The actor Jackson Rathbone stars in The Twilight Saga: Breaking Dawn-Part 1, in theaters now, and the web series, Aim High, which he co-produced with McG. Next year, he will head back out on tour with his band, 100 Monkeys. Here, her writes about how her got that black eye as part of our Winter Issue's Travel Tales feature
It was the spring of 2010 and I was in love. The girl who had stolen my heart was a black 2006 custom Gibson Les Paul. We had met in the City of Angels on my 25th birthday. She wanted to come home with me, and I could tell this would be more than a one-night stand. This was love -- not my first -- but the last in a long line of broken strings and humbuckers. Our love was electric. She sang to me, and I knew her name was Betty.
I had been on the road with my band, 100 Monkeys, playing shows across North America. On this leg of the tour, we were playing dive bars and juke joints, caravanning with a small trailer lugged by an old Ford van, followed by a small white Scion xB. It wasn't luxurious by any means, but we were able to connect with our fans on a personal level.
The end of the tour brought 100 Monkeys back to our home state of California, to San Francisco specifically. We had one day off to explore the city, but we spent it in a dingy rehearsal space near the main piers on the industrial side of town. We were writing new songs for our return to Los Angeles in preparation for our future album, Liquid Zoo. After all, music was why we were there, and we had already driven by the famous Haight-Ashbury, now home to a Gap. We preferred to keep playing as opposed to sightseeing.
After rehearsal, we began unloading in a rather disorderly fashion -- joking, sipping beers and passing back instruments and gear, which we lined up along a dimly-lit, one-way alley. I was humming the still half-written lyrics for our future song "Prayer," while directing our tour manager as he backed the van-trailer through the narrow street. Though I was on "night watch" duty, I (admittedly) lost focus of our precious instruments and gear. I would soon learn to never ever make that mistake again. My beloved Betty was gone.
I was in a panic, my senses fully alert. I could taste the salty San Franciscan air, polluted with sticky-sweet carbon dioxide, and my own fear. I could smell the bay, miles away, lapping against the shoreline like an excited Jack Russell terrier. Then, from the corner of my eye, I saw a shadow. I turned: "Hey!" A singular exclamation that meant: "You son of a b****! That's my guitar! Get your ass back here before I cut off your sticky fingers and shove them so deeply into every known orifice that your parents will reel back and choose to never consummate that moment of lust years ago when you were merely a swimming little spunk in your father's left testicle!"
The shadowy figure started running, and so did I.

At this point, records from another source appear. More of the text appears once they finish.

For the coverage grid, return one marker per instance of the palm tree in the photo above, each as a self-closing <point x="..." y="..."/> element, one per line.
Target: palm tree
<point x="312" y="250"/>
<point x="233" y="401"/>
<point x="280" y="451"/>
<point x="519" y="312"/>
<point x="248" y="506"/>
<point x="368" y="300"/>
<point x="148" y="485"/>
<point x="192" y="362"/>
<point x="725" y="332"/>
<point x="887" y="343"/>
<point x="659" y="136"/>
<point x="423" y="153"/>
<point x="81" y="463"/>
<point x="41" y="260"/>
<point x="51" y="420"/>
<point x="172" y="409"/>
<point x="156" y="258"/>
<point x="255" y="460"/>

There are moments you will always remember, and then there are moments when you awaken flying through the air in a fury of righteous anger and indignation, where physical bodies impact much like comets in the cosmos, exploding upon impact, each chipping away at the other and wrestling over a freshly painted guitar case containing a sleeping object of ebony, mahogany and my bleeding, beating heart. I tackled the shadow and it swung back, wild with elbows and fists. My hands bit into concrete to cushion my fall. I held onto the guitar case amidst the writhing and the swinging limbs, as blood began to flow from my temple. Suddenly, the shadow was gone. I began to breathe again. I was alone with my love in my arms.